This post is more than 5 years old
1 Rookie
•
47 Posts
0
6013
May 9th, 2017 20:00
Equallogic PS6100
Earlier I was having issues writing to disk in my VMware environment and received an email notiifcation from SANHQ stating both active and standby controller restarted. I also received a caution that "Controller failed over in member". When I look at the boot time on both controllers from the GUI they both show the same boot time. Does this mean that both controllers rebooted at the same time and if so, what conditions would cause this?
No Events found!



phil435
1 Rookie
•
47 Posts
0
May 10th, 2017 02:00
Thanks Donald. I am working with my Dell team to get support renewed on this unit so that I can open a case. I am working on replacing the unit with a Compellent array but need to get support added until then.
phil435
1 Rookie
•
47 Posts
0
May 10th, 2017 03:00
Firmware is 7.0.7 (R397085)
Can you tell from the messages below if the unit did a complete reboot? At around 8:20 all of my iSCSI initiators logged into each target and this happened again around 9:12. I assume when a controller fails over that I will see the initiators connect to each target. There is only one member in this group and it had me concerned when I saw the "member is now active in the group" message.
Info 5/9/2017 9:12:22 PM Sheldon1 18.2.0 Group member Sheldon1 now active in the group.
Warning 5/9/2017 8:24:08 PM Sheldon1 28.3.51 | 28.3.29 | 28.3.53 Warning health conditions currently exist. Correct these conditions before they affect array operation. | Active control module cannot communicate with secondary control module. Failover cannot occur. | There are 1 outstanding health conditions. Correct these conditions before they affect array operation.

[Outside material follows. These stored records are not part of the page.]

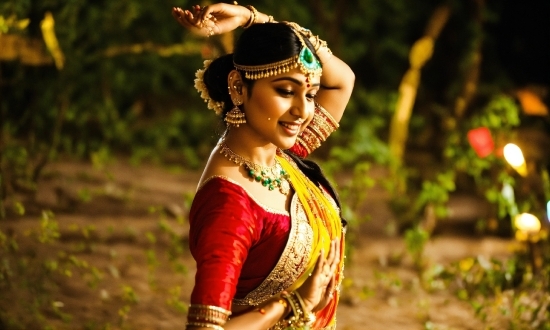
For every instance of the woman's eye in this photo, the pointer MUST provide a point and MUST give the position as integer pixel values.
(285, 92)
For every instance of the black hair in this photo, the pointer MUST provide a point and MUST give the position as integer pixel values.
(257, 45)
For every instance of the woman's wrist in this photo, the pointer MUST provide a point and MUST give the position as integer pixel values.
(251, 15)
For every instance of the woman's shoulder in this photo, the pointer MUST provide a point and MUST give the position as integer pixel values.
(223, 190)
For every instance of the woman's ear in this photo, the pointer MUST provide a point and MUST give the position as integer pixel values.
(235, 83)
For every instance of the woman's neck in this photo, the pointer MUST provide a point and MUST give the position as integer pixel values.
(251, 148)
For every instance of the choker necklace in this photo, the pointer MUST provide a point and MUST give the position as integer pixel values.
(269, 176)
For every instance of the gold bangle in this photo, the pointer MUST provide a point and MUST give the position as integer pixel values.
(253, 16)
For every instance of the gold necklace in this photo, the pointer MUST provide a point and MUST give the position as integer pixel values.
(269, 176)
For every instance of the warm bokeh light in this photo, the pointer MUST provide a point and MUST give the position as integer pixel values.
(514, 157)
(527, 223)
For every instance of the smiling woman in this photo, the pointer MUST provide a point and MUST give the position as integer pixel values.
(265, 224)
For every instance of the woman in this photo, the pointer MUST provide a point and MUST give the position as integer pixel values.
(265, 226)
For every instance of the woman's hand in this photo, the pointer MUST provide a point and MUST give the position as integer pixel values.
(213, 19)
(318, 289)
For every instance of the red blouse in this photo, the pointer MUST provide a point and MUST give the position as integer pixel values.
(243, 243)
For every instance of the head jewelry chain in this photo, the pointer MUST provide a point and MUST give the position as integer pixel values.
(305, 60)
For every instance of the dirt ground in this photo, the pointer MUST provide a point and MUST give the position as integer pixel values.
(111, 218)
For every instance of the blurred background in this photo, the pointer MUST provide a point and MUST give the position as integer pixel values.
(441, 88)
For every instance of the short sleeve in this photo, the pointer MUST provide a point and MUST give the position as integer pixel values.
(223, 228)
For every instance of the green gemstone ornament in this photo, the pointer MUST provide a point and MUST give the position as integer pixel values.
(269, 176)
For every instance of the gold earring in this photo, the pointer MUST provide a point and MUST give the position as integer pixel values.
(235, 117)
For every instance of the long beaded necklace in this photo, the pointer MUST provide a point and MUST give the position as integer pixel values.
(269, 176)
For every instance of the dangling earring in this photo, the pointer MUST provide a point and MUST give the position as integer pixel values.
(235, 117)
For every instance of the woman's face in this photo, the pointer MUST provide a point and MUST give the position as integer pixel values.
(278, 108)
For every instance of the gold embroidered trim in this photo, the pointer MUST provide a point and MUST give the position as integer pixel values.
(281, 326)
(263, 206)
(293, 260)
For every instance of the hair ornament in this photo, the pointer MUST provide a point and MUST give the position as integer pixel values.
(305, 60)
(201, 87)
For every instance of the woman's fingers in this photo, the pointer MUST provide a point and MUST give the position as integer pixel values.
(184, 17)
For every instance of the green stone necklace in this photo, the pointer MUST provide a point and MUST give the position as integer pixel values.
(269, 176)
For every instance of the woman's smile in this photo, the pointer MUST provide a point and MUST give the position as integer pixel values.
(292, 128)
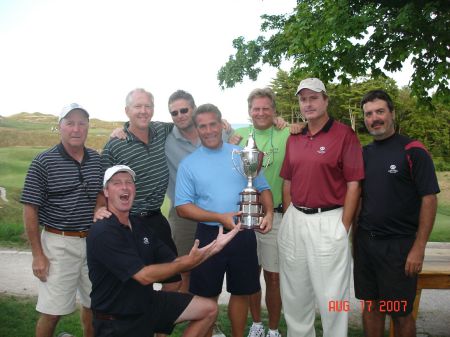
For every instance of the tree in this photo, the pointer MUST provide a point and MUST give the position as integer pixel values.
(345, 39)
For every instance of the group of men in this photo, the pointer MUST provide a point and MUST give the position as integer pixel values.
(313, 186)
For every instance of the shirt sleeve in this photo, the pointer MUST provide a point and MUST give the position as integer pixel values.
(35, 187)
(423, 171)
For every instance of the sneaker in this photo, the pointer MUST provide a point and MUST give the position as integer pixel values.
(217, 332)
(256, 330)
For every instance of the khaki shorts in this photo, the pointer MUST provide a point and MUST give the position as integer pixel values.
(183, 232)
(268, 247)
(68, 274)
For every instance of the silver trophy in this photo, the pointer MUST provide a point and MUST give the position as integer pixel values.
(250, 164)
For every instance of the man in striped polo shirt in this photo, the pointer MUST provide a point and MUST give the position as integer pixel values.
(59, 194)
(143, 151)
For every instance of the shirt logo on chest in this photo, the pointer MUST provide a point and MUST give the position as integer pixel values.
(392, 169)
(322, 150)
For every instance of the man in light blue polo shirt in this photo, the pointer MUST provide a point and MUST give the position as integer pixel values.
(207, 191)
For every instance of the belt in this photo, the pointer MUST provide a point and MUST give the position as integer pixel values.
(78, 234)
(308, 210)
(148, 213)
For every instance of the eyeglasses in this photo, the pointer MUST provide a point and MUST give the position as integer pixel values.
(183, 111)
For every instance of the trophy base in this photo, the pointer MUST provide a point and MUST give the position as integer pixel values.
(250, 221)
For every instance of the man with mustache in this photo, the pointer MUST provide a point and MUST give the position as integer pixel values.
(397, 215)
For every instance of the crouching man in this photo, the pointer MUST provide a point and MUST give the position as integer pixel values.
(125, 259)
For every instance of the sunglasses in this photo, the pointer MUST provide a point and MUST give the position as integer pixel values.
(183, 111)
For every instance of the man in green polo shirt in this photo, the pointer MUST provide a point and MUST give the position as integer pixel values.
(272, 141)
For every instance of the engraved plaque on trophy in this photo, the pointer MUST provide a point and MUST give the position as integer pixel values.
(249, 165)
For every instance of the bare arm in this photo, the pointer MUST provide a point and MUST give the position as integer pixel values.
(351, 203)
(193, 212)
(158, 272)
(414, 261)
(286, 194)
(267, 202)
(40, 262)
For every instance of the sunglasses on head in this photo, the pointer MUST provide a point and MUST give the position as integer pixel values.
(174, 113)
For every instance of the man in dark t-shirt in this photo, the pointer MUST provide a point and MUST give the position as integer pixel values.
(125, 258)
(397, 215)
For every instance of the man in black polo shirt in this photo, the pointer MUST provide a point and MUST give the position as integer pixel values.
(397, 215)
(125, 258)
(59, 194)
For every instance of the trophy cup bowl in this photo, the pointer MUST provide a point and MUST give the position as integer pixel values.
(249, 166)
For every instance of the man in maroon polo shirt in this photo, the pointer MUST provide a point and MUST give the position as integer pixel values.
(322, 170)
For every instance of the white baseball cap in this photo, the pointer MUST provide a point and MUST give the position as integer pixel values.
(115, 169)
(313, 84)
(68, 108)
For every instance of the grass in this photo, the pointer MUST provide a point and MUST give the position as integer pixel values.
(22, 317)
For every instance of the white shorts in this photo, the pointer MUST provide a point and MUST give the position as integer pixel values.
(68, 273)
(268, 246)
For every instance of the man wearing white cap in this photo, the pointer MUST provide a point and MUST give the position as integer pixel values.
(59, 194)
(125, 258)
(322, 170)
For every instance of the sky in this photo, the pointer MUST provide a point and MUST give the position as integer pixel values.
(93, 52)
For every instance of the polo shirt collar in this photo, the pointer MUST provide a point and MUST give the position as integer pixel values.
(325, 128)
(63, 152)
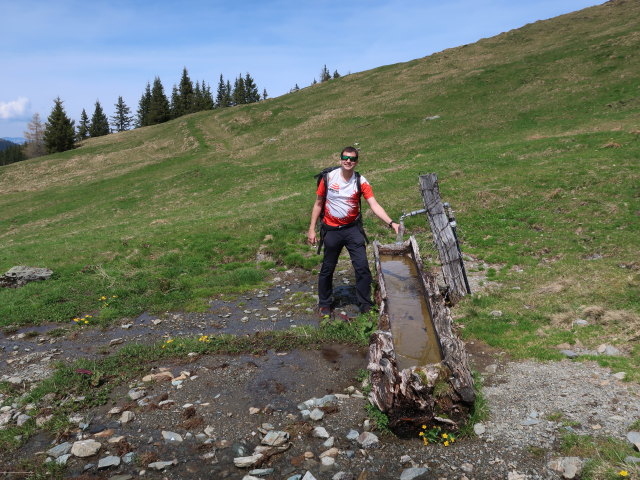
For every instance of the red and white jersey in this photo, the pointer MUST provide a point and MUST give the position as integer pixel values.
(342, 205)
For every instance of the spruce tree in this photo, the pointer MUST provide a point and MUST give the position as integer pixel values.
(324, 74)
(34, 147)
(251, 90)
(186, 93)
(207, 97)
(59, 131)
(83, 127)
(159, 104)
(175, 106)
(239, 91)
(122, 118)
(99, 122)
(142, 115)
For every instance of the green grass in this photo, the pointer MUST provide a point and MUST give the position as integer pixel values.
(536, 148)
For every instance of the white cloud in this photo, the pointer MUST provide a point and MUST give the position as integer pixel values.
(14, 109)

Info 5/9/2017 8:24:08 PM Sheldon1 28.2.20 Control module has been installed in slot 1.Info 5/9/2017 8:20:25 PM Sheldon1 18.2.0 Group member Sheldon1 now active in the group.
phil435
1 Rookie
•
47 Posts
0
May 10th, 2017 06:00
Can you tell me where the message in group manager can be found so we can confirm it's the same issue:
While running firmware version 7.0.x, unexpected controller failovers might have occurred at 248 consecutive days of uptime. After the failover, the following message was displayed: ERROR:: 15.4.3:NVRAM contains valid data. This is a WATCHDOG RECOVERY due to the watchdog on a NetBSD processor.
Origin3k
4 Operator
•
2.3K Posts
0
May 10th, 2017 07:00
Ah.... we are monitoring the "Uptime" of our devices so we able to check if its happend after 248 days. Without iam not sure if you can find the reason for the reboot without the help of the dell support. Maybe your SANHQ Archive contains info about the last FW upgrade / CM start.

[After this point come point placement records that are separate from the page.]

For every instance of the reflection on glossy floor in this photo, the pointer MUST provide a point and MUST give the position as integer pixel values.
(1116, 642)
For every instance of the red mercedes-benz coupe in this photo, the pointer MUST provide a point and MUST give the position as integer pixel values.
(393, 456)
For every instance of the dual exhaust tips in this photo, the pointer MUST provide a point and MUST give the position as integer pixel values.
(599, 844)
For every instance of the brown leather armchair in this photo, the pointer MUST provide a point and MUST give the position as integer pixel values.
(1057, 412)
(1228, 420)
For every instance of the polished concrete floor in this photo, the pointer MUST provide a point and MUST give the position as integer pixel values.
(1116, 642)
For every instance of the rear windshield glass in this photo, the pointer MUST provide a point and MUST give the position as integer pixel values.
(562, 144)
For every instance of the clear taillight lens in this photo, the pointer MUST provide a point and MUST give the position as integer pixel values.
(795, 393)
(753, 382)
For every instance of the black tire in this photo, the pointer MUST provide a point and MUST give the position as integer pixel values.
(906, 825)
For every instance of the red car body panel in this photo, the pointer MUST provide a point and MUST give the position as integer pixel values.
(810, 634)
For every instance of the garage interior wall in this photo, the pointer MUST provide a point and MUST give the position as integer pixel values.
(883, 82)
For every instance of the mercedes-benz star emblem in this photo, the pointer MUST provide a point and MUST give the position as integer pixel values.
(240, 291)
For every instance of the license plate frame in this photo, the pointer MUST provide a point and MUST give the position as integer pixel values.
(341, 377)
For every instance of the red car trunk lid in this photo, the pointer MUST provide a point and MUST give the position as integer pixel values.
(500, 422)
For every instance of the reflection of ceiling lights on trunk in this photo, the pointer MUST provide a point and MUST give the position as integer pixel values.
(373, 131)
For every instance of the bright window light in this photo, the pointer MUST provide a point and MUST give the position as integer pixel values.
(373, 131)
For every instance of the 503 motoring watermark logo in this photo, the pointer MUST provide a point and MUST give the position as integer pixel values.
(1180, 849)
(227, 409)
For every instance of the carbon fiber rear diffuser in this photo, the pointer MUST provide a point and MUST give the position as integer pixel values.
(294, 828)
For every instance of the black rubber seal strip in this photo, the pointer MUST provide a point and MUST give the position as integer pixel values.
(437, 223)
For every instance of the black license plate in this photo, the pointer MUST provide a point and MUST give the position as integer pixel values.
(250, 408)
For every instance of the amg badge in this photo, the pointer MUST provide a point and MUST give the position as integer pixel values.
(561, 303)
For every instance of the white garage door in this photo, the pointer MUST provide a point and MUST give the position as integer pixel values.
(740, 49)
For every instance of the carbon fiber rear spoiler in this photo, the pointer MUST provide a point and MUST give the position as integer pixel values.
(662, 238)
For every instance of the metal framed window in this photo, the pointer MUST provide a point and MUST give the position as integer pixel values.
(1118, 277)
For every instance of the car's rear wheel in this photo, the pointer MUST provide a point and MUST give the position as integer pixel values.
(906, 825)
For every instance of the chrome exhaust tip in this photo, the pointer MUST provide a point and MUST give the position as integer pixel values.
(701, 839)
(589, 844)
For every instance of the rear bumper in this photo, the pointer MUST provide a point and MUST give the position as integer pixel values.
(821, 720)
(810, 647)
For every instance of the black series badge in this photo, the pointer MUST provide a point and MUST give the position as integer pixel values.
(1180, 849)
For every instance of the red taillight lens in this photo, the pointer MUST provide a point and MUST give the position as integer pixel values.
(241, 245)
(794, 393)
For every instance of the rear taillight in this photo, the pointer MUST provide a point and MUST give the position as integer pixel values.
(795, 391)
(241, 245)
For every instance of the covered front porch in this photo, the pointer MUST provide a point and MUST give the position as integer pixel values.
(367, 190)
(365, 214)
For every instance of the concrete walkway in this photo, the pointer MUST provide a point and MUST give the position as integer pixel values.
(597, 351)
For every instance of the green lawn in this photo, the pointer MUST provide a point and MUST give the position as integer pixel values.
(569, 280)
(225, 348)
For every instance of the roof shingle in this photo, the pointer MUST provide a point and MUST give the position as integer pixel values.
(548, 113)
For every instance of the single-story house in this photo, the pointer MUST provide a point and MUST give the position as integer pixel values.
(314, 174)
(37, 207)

The message "....control module cannot communicate..." is very generic and i saw that one very often (24 EQLs in the house for 8 years now). But i never saw that both CMs restart at the same time like you. Also we never was effected about the Uptime issue because we update FW on regular bases.
Regards
Joerg
Origin3k
4 Operator
•
2.3K Posts
0
May 10th, 2017 07:00
If you select your member on the left just click on the "controller" in the middle tab so see the FW versions of your CMs.
Regards
Joerg
phil435
1 Rookie
•
47 Posts
0
May 10th, 2017 07:00
Hi Joerg,
I do know where to find the firmware version. I just want to verify that the bug is indeed what caused the reboot of both controllers. If it was indeed the bug listed above, then where would I find the error message pertaining to this issue.
Thanks
dwilliam62
4 Operator
•
1.5K Posts
0
May 10th, 2017 09:00
Hello,
There's no specific error message for this issue. It's based on behavior and logs. So until you upgrade you'll want to shutdown the array before you hit 248 days. But sounds like you'll have migrated to CML before then.
Regards,
Don
phil435
1 Rookie
•
47 Posts
0
May 10th, 2017 09:00
I forgot about the archive. I did happen to take one a couple of months ago and our uptime from the last reboot was exactly 248 days.
I believe this confirms that it is related to the bug were both controllers reboot.